Quantization

A model compression technique that reduces the numerical precision of model weights and/or activations from 32-bit or 16-bit floating point to 8-bit integers or lower, reducing memory footprint and accelerating inference at modest quality cost.

Modern LLMs are trained in BFloat16 or Float16 precision. Quantization converts weights to INT8, INT4, or even INT2, reducing memory by 2×, 4×, or 8× respectively. The quality tradeoff depends on the quantization method: naive rounding loses significant quality; calibrated methods like GPTQ, AWQ, and GGUF preserve most performance even at 4-bit precision.

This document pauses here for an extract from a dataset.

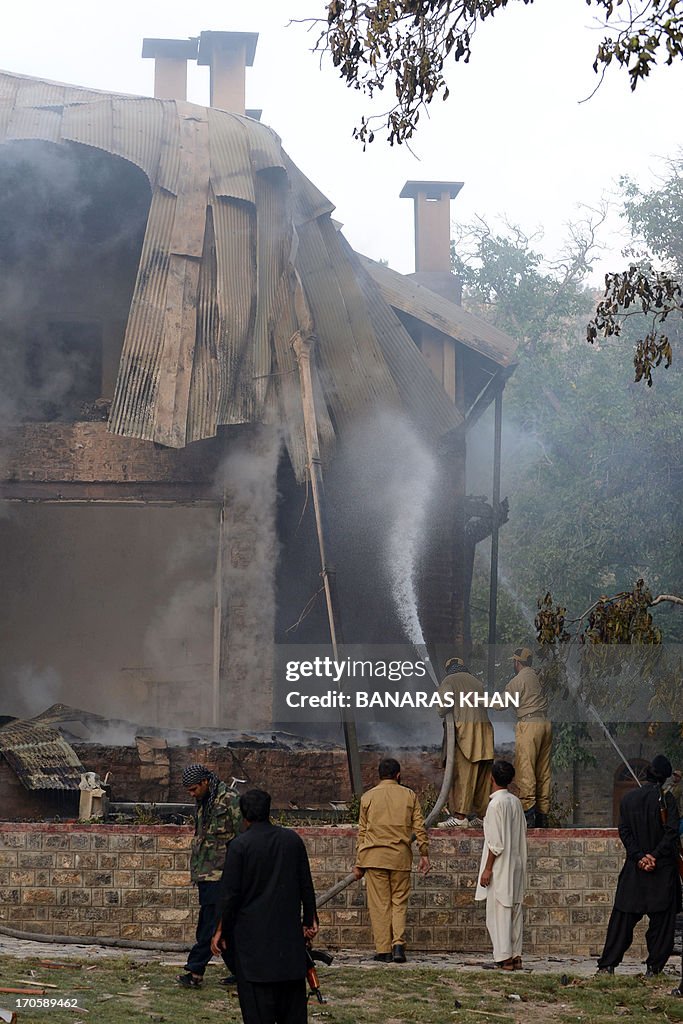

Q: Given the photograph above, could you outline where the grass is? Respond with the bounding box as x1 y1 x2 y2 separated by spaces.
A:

Post-training quantization (PTQ) applies after training using a small calibration dataset, requiring no gradient computation. Quantization-aware training (QAT) simulates quantization noise during training, producing models that are more robust to precision reduction. PTQ is practical and widely used; QAT produces better results but requires retraining.

The practical impact is substantial: a 70B model requires ~140GB in BFloat16 but only ~35GB in INT4, fitting on two consumer-grade 24GB GPUs. GGUF format (used by llama.cpp) enables running quantized LLMs on CPU with no GPU required, making local model deployment accessible without dedicated ML hardware. AWQ and GPTQ are the dominant GPU quantization formats as of 2026.